You can read about it here.

Finding the failing message

Whenever a consumer.consume.error error occurs, Karafka will publish the seek_offset alongside other things. It contains the offset of the first uncommitted message in the messages batch.

Karafka.monitor.subscribe 'error.occurred' do |event|
  type = event[:type]
  error = event[:error]

  # Skip any other error types
  next unless type == 'consumer.consume.error'

  messages = event[:caller].messages
  seek_offset = event[:seek_offset]

  failing_message = messages.find { |message| message.offset == seek_offset }

  puts "We have failed while processing message with offset: #{failing_message.offset}"
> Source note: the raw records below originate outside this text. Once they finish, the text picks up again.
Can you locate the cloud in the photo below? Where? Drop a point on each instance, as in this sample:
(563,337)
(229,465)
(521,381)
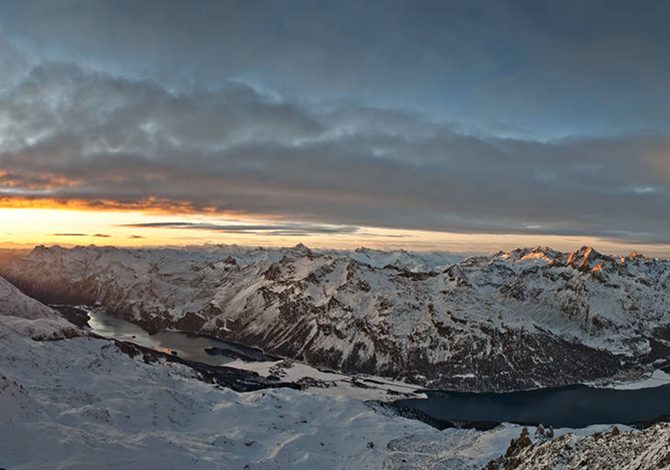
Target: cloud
(277,229)
(74,135)
(75,234)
Note: When doing batch operations, this message may not be the exact cause of the processing error.

Exponential backoff

If needed, you can also use exponential backoff. If pause_with_exponential_backoff is enabled, each subsequent pause will cause the timeout to double until a message from the partition has been successfully processed. To not double the time indefinitely, you can please set pause_max_timeout to whatever you consider max pause.

Regardless of the error nature, you can always use the Monitoring and logging to track any problems during work time.

It is highly recommended to have a monitoring and logging layer to notify you about errors that occur while processing Kafka messages.

Pause offset selection

Karafka keeps track of the last committed offset alongside Kafka when you mark a message as consumed. This means that after the pause, Karafka will start back from the failed message, not from the first message from the batch. This approach severely reduces the number of messages that must be reprocessed upon errors.

Note: This behavior is different in the case of Virtual Partitions. Please refer to this Wiki section for more details.


Karafka will wait for shutdown_timeout milliseconds before forcefully stopping in case of errors or problems during the shutdown process. If this value is not set, Karafka will wait indefinitely for consumers to finish processing given messages.

Setting this value high enough is highly recommended so that Karafka won't stop itself in the middle of some non-transactional partially finished operations.